By Baker, William E.
Publication: Journal of Advertising
Date: Wednesday, March 22 2000

The Relevance-Accessibility Model provides a framework for studying advertising effects on brand choice. To do this, it shifts the focus of study from the time of advertising exposure to the time of brand choice. The model is motivationally based. Consumers' motivation to deliberate at the time

of brand choice influences consumers' preferred choice process. Three choice processes; optimizing, satisficing and indifference, are associated with the preferred use of three different types of information: evidence of performance superiority, evidence of credibility and evidence of liking, respectively. The model predicts that an advertising message appeal is most likely to influence brand choice when it is both relevant and accessible. The message appeal that can mast easily achieve the choice objective is the most relevant appeal. A message appeal is most likely to be accessible when consumer involvement at the time of advertising exposure leads to its efficient encoding in memory. The major contributions of this paper are the updating of the model's theoretical framework and the empirical test of the model's predictions about message appeal effectiveness in different motivational scenarios.

Overview

The relevance-accessibility model (RAM) provides a framework for studying advertising effects on brand choice. The model shifts the focus of advertising effects research from the time of advertising exposure to the time of brand choice. This shift is necessitated by the knowledge that brand-related information and brand judgments, encoded at the advertising exposure occasion, may be neither relevant nor accessible at the time of brand choice (Baker 1993; Baker and Lutz 1988; Feldman and Lynch 1988; Keller 1993, 1991; Lynch, Marmorstein and Weigold 1988).
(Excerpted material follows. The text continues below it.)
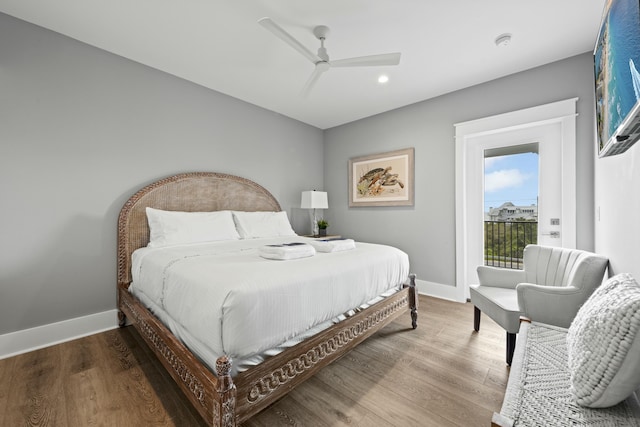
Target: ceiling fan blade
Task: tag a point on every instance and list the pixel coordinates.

The contribution of this manuscript is threefold. First, it updates key propositions of the model. Exhibit 1 updates the key elements of three motivation driven choice processes: optimizing, satisficing and indifference (modified from Baker 1993). Figure 1 more specifically illustrates how brand response involvement and information accessibility (which is influenced by advertising message involvement), influence the choice process that consumers use at the time of brand choice. The concepts of advertising message involvement and brand response involvement have also been modified. They are now defined more in the context of their influence on the direction of consumer information processing (i.e., the type of information that consumers are motivated to attend) rather than simply the intensity of information processing. This more clearly relates the constructs to the model's optimizing, satisficing and indifferent choice processes.